A yellow droplet inside a human cell, lit up by fluorescent tags, sits in the shape of a sphere. Researchers dose the cell with an antiviral. Within hours, the droplet warps into something irregular, and the virus inside stops replicating.
That visual is roughly the door into a new Cell paper from Cliff Brangwynne's lab at Princeton: a deep-learning system trained to read those shape changes as a readout of what a drug is doing to a cell, one cell at a time, without first knowing which gene the drug targets.
The shapes in question come from biomolecular condensates, which are tiny, membrane-less droplets inside cells that concentrate the molecules driving transcription, RNA processing, and other gene-regulation machinery. Their unusual physics is implicated in Alzheimer's, ALS, and cancer, which is why their behavior under drug treatment matters.
In the paper, first author Anita Donlic and colleagues imaged nucleoli, the largest condensate in the nucleus, across hundreds of human cells exposed to a panel of small molecules. A neural network sorted the resulting microscopy images into four morphological categories. Two known anti-cancer drugs reliably produced a "cap" shape. Other stressors produced a "necklace." And topotecan, an FDA-approved topoisomerase-1 inhibitor used in chemotherapy, triggered a shape the team had never seen before, which they named "flower." That morphology change pointed to TOP1's role in organizing nucleolar architecture and RNA processing, a relationship the field had not previously named from images alone (GEN coverage of the work; primary paper in Cell00569-6)).
The approach generalized. When the same classifier was retrained on nuclear speckles, condensates tied to mRNA processing, its morphology predictions tracked dose and response to perturbations. When the team turned it to respiratory syncytial virus condensates treated with an antiviral, the predicted shape changes correlated with disruption of viral replication. In each case, the AI was not discovering a drug. It was reading what a drug had already done to cellular architecture.

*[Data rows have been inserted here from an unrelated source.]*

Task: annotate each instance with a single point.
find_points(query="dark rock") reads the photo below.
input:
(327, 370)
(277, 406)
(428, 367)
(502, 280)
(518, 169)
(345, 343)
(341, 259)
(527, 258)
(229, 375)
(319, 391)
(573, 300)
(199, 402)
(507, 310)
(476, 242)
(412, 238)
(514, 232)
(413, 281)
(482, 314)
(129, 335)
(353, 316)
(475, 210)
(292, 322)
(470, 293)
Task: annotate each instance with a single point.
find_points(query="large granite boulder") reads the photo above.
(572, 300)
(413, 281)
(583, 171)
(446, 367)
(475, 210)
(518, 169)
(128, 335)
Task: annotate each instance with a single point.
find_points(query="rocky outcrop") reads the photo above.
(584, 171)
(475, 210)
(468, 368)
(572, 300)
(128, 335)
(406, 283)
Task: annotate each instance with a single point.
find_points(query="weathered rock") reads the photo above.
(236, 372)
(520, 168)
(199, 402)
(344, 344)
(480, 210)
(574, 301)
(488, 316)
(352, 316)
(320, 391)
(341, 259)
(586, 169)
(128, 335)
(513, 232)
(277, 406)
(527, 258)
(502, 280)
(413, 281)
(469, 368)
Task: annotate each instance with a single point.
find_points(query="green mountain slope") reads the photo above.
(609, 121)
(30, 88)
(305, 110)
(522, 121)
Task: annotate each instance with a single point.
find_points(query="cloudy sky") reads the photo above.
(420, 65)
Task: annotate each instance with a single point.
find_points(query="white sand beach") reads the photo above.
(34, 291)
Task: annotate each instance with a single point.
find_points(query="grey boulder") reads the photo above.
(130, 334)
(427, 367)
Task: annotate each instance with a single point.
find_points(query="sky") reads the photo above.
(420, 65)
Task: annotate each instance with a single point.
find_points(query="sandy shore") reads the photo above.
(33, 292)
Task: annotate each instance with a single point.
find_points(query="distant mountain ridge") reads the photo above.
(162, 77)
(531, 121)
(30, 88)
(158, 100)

That distinction matters. The paper is a method, not a screening platform, and the trade-press framing of "AI predicts gene regulation" overstates what shape alone can show. Morphology is a hypothesis generator: it points researchers toward the functional state a cell has entered, and that hypothesis still has to be tested with biochemistry, genetics, or both. The tool sits alongside those assays, not above them.
Condensate biology itself is also a still-contested framework. If condensates exist and matter, the classifier can be trained against them. If the framework is wrong, the predictions lose their anchor. Brangwynne's broader research program treats condensate physics as a real organizing principle of the cell, and the new paper is best read as a way of putting questions to that framework in image form rather than as a verdict on it.
What to watch next: whether the network and its training data are released openly, whether the "flower" morphology reproduces in other labs and in vivo, and whether the same approach scales to the much messier condensate systems implicated in neurodegeneration. If it does, researchers studying Alzheimer's, ALS, and cancer gain a fast, image-based way to ask which drugs are doing what to the cell's hidden architecture. If it does not, the paper is still a useful demonstration that a microscope, a fluorescent tag, and a well-trained neural network can surface biological categories that human eyes had missed.